Responding to a fan’s question about concussions and "recent incidents," Goodell outlined the league’s "intensive focus" on the issue over the past 15 years and said its medical protocols have served as templates for other sports.
"Our job really is to continue to modify those as medical experts or other experiences tell you this is something you can do differently,’" he said.
NFL Commissioner Roger Goodell speaks to the media during a press conference prior to Super Bowl LIV at the Hilton Miami Downtown on January 29, 2020 in Miami, Florida. (Photo by Cliff Hawkins/Getty Images)
The commissioner took questions only from fans in London ahead of Sunday's game between the Green Bay Packers and the New York Giants at Tottenham Hotspur Stadium. He wasn’t made available to the media Saturday. The league did not elaborate on what the potential protocol changes are or when they could come into effect.
Earlier this week, the NFL Players Association fired the unaffiliated neurotrauma consultant who evaluated Tagovailoa after he stumbled off the field against Buffalo on Sept. 25 following a hit. The quarterback was evaluated for a concussion, but he quickly returned to the game and the Dolphins said a back injury had caused his wobbly gait.
Medical staff tend to quarterback Tua Tagovailoa #1 of the Miami Dolphins after an injury during the 2nd quarter of the game against the Cincinnati Bengals at Paycor Stadium on September 29, 2022 in Cincinnati, Ohio. (Photo by Andy Lyons/Getty Images
The quarterback subsequently suffered a concussion four days later at Cincinnati and is out indefinitely.
Goodell, without citing Tagovailoa by name, said there's "more chatter now" about concussions.
"We understand some of that chatter, but the reality is the protocols are really important. We follow that strictly. We see no indication that that didn’t happen in this case. There’s an ongoing investigation, " he said. "We’re really focused on doing that. But we’re also prepared to make a change or two in the protocols because we think we can actually add another element that would make it even safer."

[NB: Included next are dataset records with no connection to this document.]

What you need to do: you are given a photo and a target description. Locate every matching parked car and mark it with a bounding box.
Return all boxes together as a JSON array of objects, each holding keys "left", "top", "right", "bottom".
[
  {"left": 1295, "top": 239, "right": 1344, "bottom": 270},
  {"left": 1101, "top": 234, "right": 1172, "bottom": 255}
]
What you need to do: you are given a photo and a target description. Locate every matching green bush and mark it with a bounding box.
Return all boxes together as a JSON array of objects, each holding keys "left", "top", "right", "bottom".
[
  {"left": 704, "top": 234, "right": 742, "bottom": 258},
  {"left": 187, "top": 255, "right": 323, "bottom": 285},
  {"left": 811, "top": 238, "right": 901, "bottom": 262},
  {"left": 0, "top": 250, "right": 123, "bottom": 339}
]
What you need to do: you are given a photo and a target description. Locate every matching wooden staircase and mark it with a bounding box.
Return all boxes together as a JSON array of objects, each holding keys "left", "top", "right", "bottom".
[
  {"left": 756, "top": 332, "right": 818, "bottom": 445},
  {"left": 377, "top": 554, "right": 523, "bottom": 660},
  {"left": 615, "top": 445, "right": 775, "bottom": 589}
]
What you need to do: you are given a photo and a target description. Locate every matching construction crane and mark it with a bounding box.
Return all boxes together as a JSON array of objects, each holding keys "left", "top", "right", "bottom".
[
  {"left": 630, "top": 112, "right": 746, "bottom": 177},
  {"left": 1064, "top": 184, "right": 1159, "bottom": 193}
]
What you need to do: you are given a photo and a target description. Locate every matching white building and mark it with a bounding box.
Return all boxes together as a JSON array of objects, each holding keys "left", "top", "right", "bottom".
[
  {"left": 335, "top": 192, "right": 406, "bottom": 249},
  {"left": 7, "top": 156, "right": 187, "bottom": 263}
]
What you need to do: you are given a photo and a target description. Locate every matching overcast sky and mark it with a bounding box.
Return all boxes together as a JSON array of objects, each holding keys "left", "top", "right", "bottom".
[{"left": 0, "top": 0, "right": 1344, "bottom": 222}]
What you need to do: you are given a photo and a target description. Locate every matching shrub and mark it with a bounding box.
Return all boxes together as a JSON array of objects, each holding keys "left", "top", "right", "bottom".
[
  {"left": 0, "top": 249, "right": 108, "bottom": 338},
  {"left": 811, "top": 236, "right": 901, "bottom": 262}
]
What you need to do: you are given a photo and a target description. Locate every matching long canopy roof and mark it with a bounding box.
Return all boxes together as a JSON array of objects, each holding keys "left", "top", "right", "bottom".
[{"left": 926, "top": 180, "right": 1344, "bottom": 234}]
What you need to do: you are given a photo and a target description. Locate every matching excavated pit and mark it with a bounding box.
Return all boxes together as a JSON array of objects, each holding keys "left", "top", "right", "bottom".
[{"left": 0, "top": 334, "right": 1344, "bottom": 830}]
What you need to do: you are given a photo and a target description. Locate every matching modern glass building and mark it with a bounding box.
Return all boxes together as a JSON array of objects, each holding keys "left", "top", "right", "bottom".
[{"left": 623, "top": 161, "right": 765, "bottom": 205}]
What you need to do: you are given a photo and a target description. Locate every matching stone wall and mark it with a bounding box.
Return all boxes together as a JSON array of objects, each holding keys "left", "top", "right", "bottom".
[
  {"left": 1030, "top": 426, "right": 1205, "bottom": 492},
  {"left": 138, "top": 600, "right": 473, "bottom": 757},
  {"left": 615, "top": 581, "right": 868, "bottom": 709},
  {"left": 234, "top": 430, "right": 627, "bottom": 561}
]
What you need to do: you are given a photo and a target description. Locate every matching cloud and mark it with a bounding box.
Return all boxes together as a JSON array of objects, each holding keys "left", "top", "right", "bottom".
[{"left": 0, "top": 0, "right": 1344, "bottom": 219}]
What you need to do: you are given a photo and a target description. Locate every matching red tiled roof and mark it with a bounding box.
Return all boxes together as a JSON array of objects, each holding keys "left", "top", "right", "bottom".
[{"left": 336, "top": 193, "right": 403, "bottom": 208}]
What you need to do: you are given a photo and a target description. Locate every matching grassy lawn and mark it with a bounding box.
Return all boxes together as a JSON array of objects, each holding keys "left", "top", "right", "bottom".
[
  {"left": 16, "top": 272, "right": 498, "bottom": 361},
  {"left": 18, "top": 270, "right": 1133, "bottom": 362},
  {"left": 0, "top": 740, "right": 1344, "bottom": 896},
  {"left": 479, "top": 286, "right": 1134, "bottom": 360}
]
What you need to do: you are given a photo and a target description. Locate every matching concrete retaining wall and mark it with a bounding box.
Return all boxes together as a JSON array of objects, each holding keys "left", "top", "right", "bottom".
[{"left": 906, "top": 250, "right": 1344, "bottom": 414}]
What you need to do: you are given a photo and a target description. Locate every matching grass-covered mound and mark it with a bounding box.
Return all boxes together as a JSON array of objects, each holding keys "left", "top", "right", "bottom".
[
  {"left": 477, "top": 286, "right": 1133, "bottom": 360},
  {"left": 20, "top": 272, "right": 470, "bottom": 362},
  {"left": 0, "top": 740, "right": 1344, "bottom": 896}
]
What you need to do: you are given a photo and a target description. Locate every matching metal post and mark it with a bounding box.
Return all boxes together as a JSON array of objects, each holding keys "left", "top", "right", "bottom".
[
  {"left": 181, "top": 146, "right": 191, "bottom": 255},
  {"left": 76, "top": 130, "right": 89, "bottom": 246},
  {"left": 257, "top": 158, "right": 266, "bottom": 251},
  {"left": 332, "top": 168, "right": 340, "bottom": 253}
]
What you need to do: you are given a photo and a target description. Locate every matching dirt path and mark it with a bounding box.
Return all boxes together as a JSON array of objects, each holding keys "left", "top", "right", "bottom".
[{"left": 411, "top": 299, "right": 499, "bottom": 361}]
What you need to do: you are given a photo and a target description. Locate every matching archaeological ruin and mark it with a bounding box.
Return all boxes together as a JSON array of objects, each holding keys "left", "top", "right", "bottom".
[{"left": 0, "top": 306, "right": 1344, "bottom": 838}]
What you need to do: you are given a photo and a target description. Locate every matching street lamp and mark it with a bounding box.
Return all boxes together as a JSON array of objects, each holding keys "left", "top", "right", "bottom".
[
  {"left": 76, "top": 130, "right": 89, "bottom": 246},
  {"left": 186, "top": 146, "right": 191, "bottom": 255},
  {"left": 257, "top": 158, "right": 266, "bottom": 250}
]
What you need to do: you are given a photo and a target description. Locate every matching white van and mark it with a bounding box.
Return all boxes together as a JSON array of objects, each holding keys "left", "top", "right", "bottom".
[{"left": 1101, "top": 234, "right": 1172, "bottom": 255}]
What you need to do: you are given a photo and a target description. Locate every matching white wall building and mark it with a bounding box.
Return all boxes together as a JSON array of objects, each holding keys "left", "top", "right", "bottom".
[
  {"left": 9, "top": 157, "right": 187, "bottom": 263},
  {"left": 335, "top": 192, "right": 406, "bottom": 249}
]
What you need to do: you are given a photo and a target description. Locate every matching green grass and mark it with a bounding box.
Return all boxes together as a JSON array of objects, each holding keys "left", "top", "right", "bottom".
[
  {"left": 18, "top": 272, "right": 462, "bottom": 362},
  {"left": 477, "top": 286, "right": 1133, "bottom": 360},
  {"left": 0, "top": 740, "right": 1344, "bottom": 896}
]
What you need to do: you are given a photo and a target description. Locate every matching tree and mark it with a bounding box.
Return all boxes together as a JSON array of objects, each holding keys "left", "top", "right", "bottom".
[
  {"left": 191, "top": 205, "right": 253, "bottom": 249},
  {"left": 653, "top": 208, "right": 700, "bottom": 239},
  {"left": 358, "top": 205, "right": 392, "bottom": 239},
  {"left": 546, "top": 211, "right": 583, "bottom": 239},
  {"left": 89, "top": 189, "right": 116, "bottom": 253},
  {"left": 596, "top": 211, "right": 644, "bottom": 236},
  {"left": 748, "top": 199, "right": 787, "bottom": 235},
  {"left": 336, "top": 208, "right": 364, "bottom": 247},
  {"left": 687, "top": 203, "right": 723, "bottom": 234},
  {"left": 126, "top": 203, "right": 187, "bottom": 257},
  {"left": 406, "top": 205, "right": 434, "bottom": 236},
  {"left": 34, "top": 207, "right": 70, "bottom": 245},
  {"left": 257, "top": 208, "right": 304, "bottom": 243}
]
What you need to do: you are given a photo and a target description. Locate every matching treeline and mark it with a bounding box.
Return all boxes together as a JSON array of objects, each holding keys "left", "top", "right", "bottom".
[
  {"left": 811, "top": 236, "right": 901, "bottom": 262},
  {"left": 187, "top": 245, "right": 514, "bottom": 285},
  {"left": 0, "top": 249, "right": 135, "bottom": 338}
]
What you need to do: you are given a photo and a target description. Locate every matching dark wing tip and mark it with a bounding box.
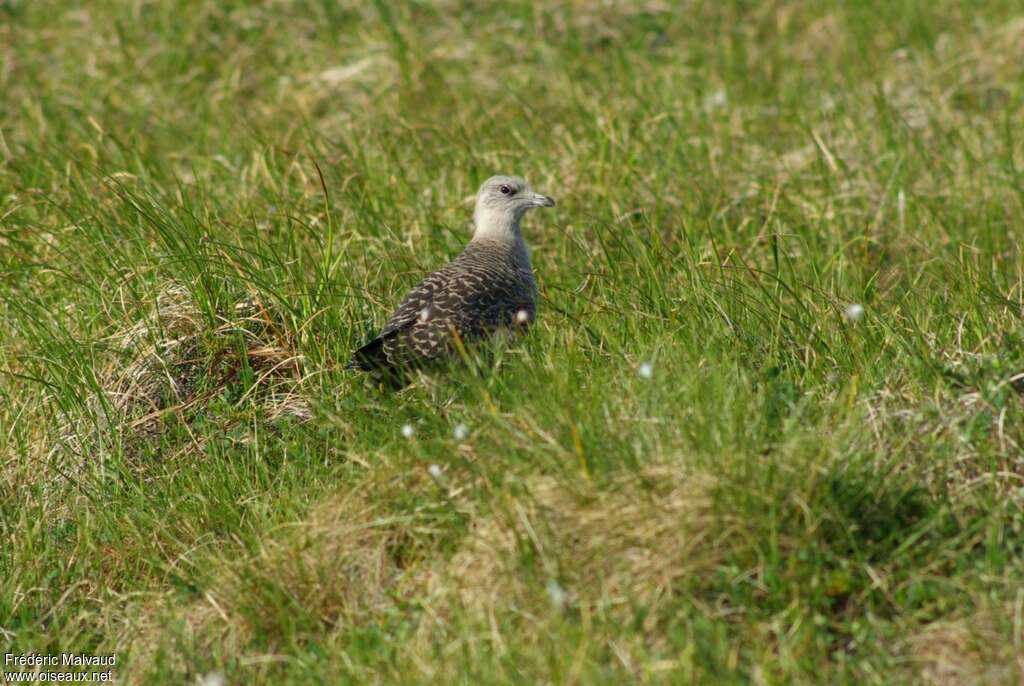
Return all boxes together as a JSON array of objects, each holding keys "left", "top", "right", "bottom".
[{"left": 345, "top": 338, "right": 388, "bottom": 372}]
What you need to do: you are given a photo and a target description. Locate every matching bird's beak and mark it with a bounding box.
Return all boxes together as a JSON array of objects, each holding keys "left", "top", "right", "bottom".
[{"left": 529, "top": 192, "right": 555, "bottom": 207}]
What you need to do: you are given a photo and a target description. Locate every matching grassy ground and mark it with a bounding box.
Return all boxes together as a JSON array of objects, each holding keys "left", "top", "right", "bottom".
[{"left": 0, "top": 0, "right": 1024, "bottom": 684}]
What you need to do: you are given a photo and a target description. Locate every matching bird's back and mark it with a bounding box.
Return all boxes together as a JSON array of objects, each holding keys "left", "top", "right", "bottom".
[{"left": 351, "top": 240, "right": 537, "bottom": 370}]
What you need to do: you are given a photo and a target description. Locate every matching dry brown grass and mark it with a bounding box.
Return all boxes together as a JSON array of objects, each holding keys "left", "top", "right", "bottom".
[
  {"left": 909, "top": 606, "right": 1024, "bottom": 686},
  {"left": 419, "top": 465, "right": 726, "bottom": 642}
]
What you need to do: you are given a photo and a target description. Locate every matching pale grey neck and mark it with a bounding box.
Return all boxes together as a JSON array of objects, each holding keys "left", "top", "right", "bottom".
[
  {"left": 473, "top": 207, "right": 522, "bottom": 244},
  {"left": 470, "top": 216, "right": 531, "bottom": 268}
]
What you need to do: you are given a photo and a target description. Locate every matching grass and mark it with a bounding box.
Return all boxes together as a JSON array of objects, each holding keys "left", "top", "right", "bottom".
[{"left": 0, "top": 0, "right": 1024, "bottom": 684}]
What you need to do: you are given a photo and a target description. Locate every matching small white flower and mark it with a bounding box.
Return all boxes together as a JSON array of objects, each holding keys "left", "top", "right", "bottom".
[
  {"left": 843, "top": 303, "right": 864, "bottom": 321},
  {"left": 196, "top": 672, "right": 225, "bottom": 686},
  {"left": 548, "top": 578, "right": 569, "bottom": 609},
  {"left": 705, "top": 88, "right": 729, "bottom": 110},
  {"left": 427, "top": 465, "right": 447, "bottom": 486}
]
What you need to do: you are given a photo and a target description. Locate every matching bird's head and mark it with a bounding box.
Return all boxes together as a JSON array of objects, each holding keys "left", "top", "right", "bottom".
[{"left": 473, "top": 176, "right": 555, "bottom": 243}]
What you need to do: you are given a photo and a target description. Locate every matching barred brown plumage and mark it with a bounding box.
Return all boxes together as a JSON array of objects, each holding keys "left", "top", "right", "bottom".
[{"left": 348, "top": 176, "right": 555, "bottom": 371}]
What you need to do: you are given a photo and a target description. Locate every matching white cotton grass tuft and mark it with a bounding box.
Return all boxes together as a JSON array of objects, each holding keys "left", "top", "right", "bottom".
[
  {"left": 547, "top": 578, "right": 569, "bottom": 610},
  {"left": 843, "top": 303, "right": 864, "bottom": 321}
]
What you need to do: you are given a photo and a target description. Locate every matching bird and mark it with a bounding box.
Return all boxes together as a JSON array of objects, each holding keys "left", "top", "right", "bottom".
[{"left": 347, "top": 176, "right": 555, "bottom": 375}]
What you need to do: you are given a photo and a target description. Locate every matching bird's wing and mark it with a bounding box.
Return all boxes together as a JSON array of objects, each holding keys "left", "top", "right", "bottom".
[{"left": 380, "top": 264, "right": 453, "bottom": 338}]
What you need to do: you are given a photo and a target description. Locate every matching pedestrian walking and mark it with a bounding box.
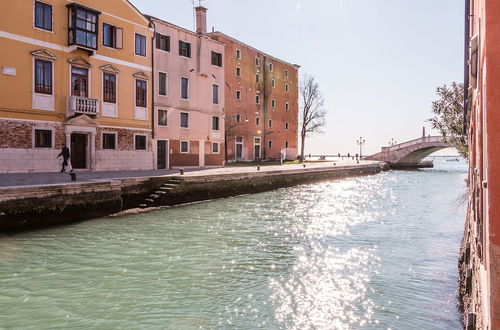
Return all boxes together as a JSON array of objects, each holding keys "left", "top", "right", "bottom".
[{"left": 57, "top": 144, "right": 73, "bottom": 173}]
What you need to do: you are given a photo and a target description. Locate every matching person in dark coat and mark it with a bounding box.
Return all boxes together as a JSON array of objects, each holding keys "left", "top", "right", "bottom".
[{"left": 57, "top": 144, "right": 73, "bottom": 173}]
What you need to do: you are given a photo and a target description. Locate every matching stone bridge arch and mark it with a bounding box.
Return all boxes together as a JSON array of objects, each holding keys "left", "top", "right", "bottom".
[{"left": 366, "top": 136, "right": 451, "bottom": 167}]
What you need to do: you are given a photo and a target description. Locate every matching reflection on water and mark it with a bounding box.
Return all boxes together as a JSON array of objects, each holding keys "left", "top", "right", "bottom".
[{"left": 0, "top": 162, "right": 466, "bottom": 329}]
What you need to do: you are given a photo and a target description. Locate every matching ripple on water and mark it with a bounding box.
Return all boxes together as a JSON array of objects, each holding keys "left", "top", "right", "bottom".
[{"left": 0, "top": 160, "right": 465, "bottom": 329}]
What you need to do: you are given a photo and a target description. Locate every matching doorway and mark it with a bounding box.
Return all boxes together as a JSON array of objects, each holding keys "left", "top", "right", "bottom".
[
  {"left": 236, "top": 136, "right": 243, "bottom": 160},
  {"left": 71, "top": 133, "right": 88, "bottom": 169},
  {"left": 157, "top": 140, "right": 168, "bottom": 170}
]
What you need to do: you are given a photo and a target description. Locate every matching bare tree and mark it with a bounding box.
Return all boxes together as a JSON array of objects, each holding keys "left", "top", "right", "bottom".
[
  {"left": 429, "top": 82, "right": 469, "bottom": 158},
  {"left": 299, "top": 74, "right": 326, "bottom": 161}
]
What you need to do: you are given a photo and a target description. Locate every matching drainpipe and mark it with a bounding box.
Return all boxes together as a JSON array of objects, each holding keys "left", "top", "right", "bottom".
[
  {"left": 262, "top": 55, "right": 267, "bottom": 160},
  {"left": 151, "top": 20, "right": 156, "bottom": 169},
  {"left": 463, "top": 0, "right": 470, "bottom": 134}
]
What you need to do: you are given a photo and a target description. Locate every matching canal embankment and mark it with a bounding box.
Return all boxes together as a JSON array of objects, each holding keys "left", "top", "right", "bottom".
[{"left": 0, "top": 162, "right": 387, "bottom": 231}]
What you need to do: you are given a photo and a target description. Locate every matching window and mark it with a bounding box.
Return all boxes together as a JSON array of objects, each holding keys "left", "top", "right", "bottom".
[
  {"left": 135, "top": 135, "right": 146, "bottom": 150},
  {"left": 181, "top": 112, "right": 189, "bottom": 128},
  {"left": 181, "top": 141, "right": 189, "bottom": 154},
  {"left": 71, "top": 66, "right": 89, "bottom": 97},
  {"left": 158, "top": 110, "right": 168, "bottom": 126},
  {"left": 35, "top": 129, "right": 52, "bottom": 148},
  {"left": 156, "top": 33, "right": 170, "bottom": 52},
  {"left": 102, "top": 23, "right": 121, "bottom": 48},
  {"left": 181, "top": 77, "right": 189, "bottom": 100},
  {"left": 212, "top": 116, "right": 219, "bottom": 131},
  {"left": 212, "top": 85, "right": 219, "bottom": 104},
  {"left": 179, "top": 40, "right": 191, "bottom": 58},
  {"left": 135, "top": 33, "right": 146, "bottom": 56},
  {"left": 35, "top": 59, "right": 52, "bottom": 95},
  {"left": 212, "top": 52, "right": 222, "bottom": 66},
  {"left": 103, "top": 72, "right": 116, "bottom": 103},
  {"left": 69, "top": 3, "right": 100, "bottom": 49},
  {"left": 212, "top": 142, "right": 219, "bottom": 154},
  {"left": 35, "top": 1, "right": 52, "bottom": 31},
  {"left": 102, "top": 133, "right": 116, "bottom": 149},
  {"left": 158, "top": 72, "right": 167, "bottom": 96},
  {"left": 135, "top": 80, "right": 148, "bottom": 108}
]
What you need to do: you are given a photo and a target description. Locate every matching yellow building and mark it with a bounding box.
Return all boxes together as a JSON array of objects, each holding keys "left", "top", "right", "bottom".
[{"left": 0, "top": 0, "right": 154, "bottom": 173}]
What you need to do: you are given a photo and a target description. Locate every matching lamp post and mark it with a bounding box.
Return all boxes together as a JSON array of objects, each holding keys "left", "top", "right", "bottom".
[{"left": 356, "top": 136, "right": 366, "bottom": 159}]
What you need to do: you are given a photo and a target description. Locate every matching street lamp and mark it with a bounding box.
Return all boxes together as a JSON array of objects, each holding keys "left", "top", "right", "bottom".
[{"left": 356, "top": 136, "right": 366, "bottom": 159}]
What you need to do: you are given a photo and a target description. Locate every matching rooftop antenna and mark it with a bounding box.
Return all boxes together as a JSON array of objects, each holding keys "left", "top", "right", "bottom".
[{"left": 191, "top": 0, "right": 204, "bottom": 31}]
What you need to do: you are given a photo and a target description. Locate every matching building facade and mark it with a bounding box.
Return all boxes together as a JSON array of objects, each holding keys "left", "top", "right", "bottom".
[
  {"left": 149, "top": 7, "right": 224, "bottom": 168},
  {"left": 460, "top": 0, "right": 500, "bottom": 329},
  {"left": 210, "top": 32, "right": 299, "bottom": 161},
  {"left": 0, "top": 0, "right": 154, "bottom": 173}
]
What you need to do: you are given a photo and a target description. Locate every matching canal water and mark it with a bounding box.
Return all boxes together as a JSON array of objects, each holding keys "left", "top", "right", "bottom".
[{"left": 0, "top": 160, "right": 466, "bottom": 329}]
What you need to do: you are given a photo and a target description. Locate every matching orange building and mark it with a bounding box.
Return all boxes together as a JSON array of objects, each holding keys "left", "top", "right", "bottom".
[
  {"left": 461, "top": 0, "right": 500, "bottom": 329},
  {"left": 0, "top": 0, "right": 154, "bottom": 172},
  {"left": 210, "top": 32, "right": 299, "bottom": 161}
]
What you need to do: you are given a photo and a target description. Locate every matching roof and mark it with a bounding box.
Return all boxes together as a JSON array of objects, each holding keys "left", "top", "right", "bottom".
[
  {"left": 144, "top": 14, "right": 224, "bottom": 45},
  {"left": 209, "top": 31, "right": 300, "bottom": 69}
]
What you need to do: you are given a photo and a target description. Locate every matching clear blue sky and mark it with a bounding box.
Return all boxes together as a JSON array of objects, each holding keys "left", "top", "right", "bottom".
[{"left": 132, "top": 0, "right": 464, "bottom": 154}]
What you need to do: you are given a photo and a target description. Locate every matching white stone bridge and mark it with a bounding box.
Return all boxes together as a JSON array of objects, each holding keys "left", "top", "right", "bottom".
[{"left": 366, "top": 136, "right": 451, "bottom": 168}]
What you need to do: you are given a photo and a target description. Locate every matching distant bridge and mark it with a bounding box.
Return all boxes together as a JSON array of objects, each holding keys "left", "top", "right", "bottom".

On Friday, the NFL Players Association urged the league to implement changes in time to protect players in this weekend’s games. In its own statement, the NFL said it was working on updates to the protocol but did not commit to implementing them before Sunday’s games.
Tampa Bay Buccaneers tight end Cameron Brate' was also injured last Sunday when he collided with a teammate near the end of the first half against the Kansas City Chiefs and was initially allowed to re-enter the game. He then sat out the second half with a concussion.
NFL players "are getting the most extraordinary care and better than they ever have in the history of the NFL, but they deserve that, and that’s our obligation, and that’s what we need to do," Goodell said.